The Kenya Revenue Authority (KRA) will be able to tax cryptocurrency exchanges and users if the country’s legislators approve amendments to the Capital Markets Acts, according to a Business Daily Africa report. Overall, if approved, the law potentially creates a framework for regulating digital assets in Kenya.
- The Capital Markets (Amendment) Bill of 2022 will require individuals who own or deal in digital currency to provide the Capital Markets Authority (CMA) with specific information, including the amount of digital currency in Kenyan shillings, the type of digital currency transacted in, the date the digital currency was acquired and the date on which it was sold.
- The bill also includes plans to impose the excise duty-type tax of 20% currently associated with bank transactions. That would mean that crypto service providers operating in the East African country will be required to pay remit taxes on the fee they charge.
“A person who possesses or deals in digital currency shall provide the Authority with the following information for tax purposes—the number of proceeds from the transaction, any costs related to the transaction, and the amount of any gain or loss on the transaction,” the bill states.
- The bill, if passed, would define digital currencies as securities and establish a national digital registry of all transactions involving digital currency.
- In addition, it will allow for the licensing of individual crypto traders and the institution of consumer protection measures like privacy guarantees and a fund to protect investors from financial loss.

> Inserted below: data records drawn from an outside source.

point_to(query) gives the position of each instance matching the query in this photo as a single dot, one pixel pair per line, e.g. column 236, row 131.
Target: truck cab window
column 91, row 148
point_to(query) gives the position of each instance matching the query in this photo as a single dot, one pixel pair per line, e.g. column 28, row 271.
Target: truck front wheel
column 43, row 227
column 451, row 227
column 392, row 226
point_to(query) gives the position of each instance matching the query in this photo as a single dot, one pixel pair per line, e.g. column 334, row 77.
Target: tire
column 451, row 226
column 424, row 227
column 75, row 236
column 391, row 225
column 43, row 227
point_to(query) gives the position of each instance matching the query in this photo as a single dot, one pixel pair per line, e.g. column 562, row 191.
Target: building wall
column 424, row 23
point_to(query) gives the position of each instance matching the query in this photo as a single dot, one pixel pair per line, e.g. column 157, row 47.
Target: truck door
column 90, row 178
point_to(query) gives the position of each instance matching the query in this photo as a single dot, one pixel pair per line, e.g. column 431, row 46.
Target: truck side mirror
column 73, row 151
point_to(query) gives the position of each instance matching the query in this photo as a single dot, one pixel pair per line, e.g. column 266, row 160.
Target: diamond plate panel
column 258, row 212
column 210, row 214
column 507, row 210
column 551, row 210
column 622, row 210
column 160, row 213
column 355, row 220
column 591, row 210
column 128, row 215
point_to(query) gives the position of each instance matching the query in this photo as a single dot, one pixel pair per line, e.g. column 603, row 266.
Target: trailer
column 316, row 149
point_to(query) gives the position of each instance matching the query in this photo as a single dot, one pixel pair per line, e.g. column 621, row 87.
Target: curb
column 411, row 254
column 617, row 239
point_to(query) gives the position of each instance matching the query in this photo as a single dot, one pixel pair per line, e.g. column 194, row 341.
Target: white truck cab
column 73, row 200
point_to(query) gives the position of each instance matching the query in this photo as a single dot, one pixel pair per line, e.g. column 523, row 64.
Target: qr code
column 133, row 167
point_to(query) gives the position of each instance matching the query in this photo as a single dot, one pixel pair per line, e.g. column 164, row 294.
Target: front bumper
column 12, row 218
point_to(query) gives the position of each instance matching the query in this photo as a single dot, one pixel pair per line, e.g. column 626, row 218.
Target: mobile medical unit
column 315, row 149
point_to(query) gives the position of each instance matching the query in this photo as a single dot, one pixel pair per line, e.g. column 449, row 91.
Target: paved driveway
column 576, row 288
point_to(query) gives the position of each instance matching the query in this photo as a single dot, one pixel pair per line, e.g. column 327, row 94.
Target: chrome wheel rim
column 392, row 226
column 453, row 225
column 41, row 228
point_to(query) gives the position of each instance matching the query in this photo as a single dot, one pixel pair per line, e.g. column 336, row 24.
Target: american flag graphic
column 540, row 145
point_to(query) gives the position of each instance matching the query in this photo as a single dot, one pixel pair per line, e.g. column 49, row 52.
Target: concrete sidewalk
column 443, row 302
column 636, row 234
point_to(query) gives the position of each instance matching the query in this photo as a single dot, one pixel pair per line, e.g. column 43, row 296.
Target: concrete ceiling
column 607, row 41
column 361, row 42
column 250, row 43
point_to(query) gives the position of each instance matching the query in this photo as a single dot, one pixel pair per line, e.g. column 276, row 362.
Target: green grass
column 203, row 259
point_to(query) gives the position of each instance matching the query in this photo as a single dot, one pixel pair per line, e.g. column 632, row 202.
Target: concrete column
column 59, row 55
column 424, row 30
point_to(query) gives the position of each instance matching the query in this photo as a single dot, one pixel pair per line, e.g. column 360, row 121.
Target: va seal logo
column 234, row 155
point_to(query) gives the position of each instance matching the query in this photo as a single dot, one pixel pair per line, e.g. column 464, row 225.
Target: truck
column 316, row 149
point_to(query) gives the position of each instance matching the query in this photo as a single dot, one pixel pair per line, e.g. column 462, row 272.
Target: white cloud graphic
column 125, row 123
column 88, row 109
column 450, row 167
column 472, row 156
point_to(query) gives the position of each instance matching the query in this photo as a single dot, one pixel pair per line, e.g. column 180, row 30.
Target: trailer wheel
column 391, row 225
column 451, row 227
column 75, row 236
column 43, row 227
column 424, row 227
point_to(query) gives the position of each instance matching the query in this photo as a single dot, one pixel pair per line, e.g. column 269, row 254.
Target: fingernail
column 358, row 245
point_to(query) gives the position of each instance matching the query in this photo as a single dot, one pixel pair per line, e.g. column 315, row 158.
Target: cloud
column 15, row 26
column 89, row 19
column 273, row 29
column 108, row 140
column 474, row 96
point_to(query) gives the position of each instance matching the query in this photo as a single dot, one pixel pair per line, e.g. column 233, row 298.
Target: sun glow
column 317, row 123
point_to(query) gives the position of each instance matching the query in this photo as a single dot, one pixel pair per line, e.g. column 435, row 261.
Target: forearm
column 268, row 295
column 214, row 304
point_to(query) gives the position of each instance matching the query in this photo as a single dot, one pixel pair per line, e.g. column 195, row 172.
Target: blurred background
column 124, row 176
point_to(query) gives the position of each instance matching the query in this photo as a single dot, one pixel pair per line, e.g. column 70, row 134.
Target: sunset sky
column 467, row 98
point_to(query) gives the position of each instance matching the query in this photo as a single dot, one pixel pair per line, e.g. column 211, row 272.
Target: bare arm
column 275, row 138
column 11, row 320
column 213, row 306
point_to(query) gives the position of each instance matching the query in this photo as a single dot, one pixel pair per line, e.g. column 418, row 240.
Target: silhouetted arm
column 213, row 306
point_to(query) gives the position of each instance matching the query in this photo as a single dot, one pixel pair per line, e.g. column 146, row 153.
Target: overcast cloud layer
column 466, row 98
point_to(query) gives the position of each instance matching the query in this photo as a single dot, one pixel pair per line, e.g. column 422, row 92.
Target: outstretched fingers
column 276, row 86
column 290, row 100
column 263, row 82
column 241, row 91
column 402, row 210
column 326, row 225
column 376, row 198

- The bill’s author, Member of Parliament Abraham Kirwa, said: “The amendment will provide for specific provisions to govern digital currency transactions in Kenya, including the definition of digital currencies, its creation through crypto mining and provide for regulations around [the] trading of digital currencies.”
Why it matters
- A 2022 report from blockchain analytics company Chainalysis ranks Kenya 19th for cryptocurrency adoption globally — and fifth for peer-to-peer trading.
- In a policy brief in July, the United Nations Conference on Trade and Development (UNCTAD) revealed that about 4.25 million Kenyans (8.5% of the population) own cryptocurrencies.
- The UN body also called for regulating and taxing the crypto industry in Kenya and other developing nations to limit exposure to the meltdown in the crypto market and risks of financial instability.
- Fellow African country Nigeria has followed Kenya in introducing a bill to tax crypto assets.